Alabama had one critical game to focus on this entire season, and was unable to rise to the challenge to defeat Auburn. None of Alabama’s opponents besides Auburn proved to even begin to rival the Crimson Tide, such as Mercer, Colorado State,Vanderbilt and more.

This isn’t to say Ohio State only played elite teams, but the Buckeyes’ schedule included several more challenging teams than Alabama’s. Also, in a pivotal game which would decide the fate of the CFP and Big 10 Championship game, Ohio State battled and triumphed over no. 2 Penn State. Though Ohio State did lose to Iowa, in the games which had more at stake, the Buckeyes were able to execute.

“When you compare the schedules of the two teams, Alabama practically had a bye week when they played Mercer, and that’s not something Ohio State had.” Justin Rehklau ‘18 said

Anyone who has been following college football from the beginning of the season will remember ESPN’s analysts preaching about the skill level of the Big 10 conference at the beginning of the year. While the South Eastern Conference has been dominant, the Big 10 finally surged ahead with powerhouses such as Penn State, Wisconsin, and of course, The Ohio State University.
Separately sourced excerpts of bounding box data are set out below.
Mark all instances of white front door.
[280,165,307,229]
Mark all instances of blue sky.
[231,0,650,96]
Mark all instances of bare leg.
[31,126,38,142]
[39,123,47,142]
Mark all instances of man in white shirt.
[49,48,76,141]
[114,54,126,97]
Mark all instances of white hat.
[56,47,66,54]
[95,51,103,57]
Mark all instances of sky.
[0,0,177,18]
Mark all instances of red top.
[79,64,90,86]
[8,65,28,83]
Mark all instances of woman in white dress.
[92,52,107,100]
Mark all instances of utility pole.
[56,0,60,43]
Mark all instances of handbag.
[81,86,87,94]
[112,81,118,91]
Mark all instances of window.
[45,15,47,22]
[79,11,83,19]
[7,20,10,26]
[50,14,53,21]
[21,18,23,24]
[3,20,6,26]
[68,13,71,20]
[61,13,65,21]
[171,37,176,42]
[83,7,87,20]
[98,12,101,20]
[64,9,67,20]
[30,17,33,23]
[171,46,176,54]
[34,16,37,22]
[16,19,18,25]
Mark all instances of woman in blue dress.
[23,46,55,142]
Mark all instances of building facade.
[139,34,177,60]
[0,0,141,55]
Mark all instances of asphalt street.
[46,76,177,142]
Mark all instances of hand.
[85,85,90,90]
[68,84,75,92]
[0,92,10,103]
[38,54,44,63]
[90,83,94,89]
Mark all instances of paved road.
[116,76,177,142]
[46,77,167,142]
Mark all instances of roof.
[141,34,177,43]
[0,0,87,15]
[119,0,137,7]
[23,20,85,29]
Fans of College Football may also remember the CFP committee putting emphasis on what they called, “overall improvement” in teams. It is this criteria which caused Auburn to jump to no. 2 right after their win against Alabama. Ohio State did take two losses this season, but the improvement of the team was evident in the their responses. After the loss to Iowa, Ohio State came back to beat no. 12 Michigan State 48-3, and Illinois 52-14. Alabama did not show drastic improvement this season, and seemed to regress with a final week’s loss to Auburn. Also, with no conference championship to play in, Alabama remained idle while the Buckeyes proved themselves against Wisconsin, meaning they did not show the improvement the CFP claimed they were looking for.
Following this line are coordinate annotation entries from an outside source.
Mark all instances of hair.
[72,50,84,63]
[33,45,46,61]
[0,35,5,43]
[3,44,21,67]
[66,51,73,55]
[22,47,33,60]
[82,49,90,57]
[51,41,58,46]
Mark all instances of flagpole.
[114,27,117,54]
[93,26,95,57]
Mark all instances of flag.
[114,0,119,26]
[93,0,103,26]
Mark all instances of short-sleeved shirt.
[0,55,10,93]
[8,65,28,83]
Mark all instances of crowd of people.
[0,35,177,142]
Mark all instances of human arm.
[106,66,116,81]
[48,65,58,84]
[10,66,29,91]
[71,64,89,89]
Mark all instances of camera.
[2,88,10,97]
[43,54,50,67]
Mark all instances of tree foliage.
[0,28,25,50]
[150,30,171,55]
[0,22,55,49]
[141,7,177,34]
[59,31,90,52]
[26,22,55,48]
Flash forward to now, when the College Football Playoff is set. As expected, the winners of the Atlantic Coast Conference and Big 12 Conference, Clemson and Oklahoma respectively, were selected to be two of the four in the playoff. The last two remaining spots were predicted by almost everyone to be filled with the winner of the SEC and Big 10. Georgia wrestled their way in as the winner of the SEC, but yet another SEC team was selected. The conference seen by many experts as the best in all of College Football was completely excluded from the playoff.

The bottom line is because of Alabama’s inability to rise to the occasion against Auburn, their facile regular season schedule, and Ohio State’s impressive performance against several top teams, the committee’s judgement should be called into question. The exclusion of Ohio State and selection of Alabama in the CFP is poorly justified, and is an injustice to the players of Ohio State and to Buckeye fans. Ohio State will play the no. 8 University of Southern California in the Cotton Bowl this year instead of playing in the playoffs where they belong, with heavy hearts, and a constant wondering of, “what could have been?”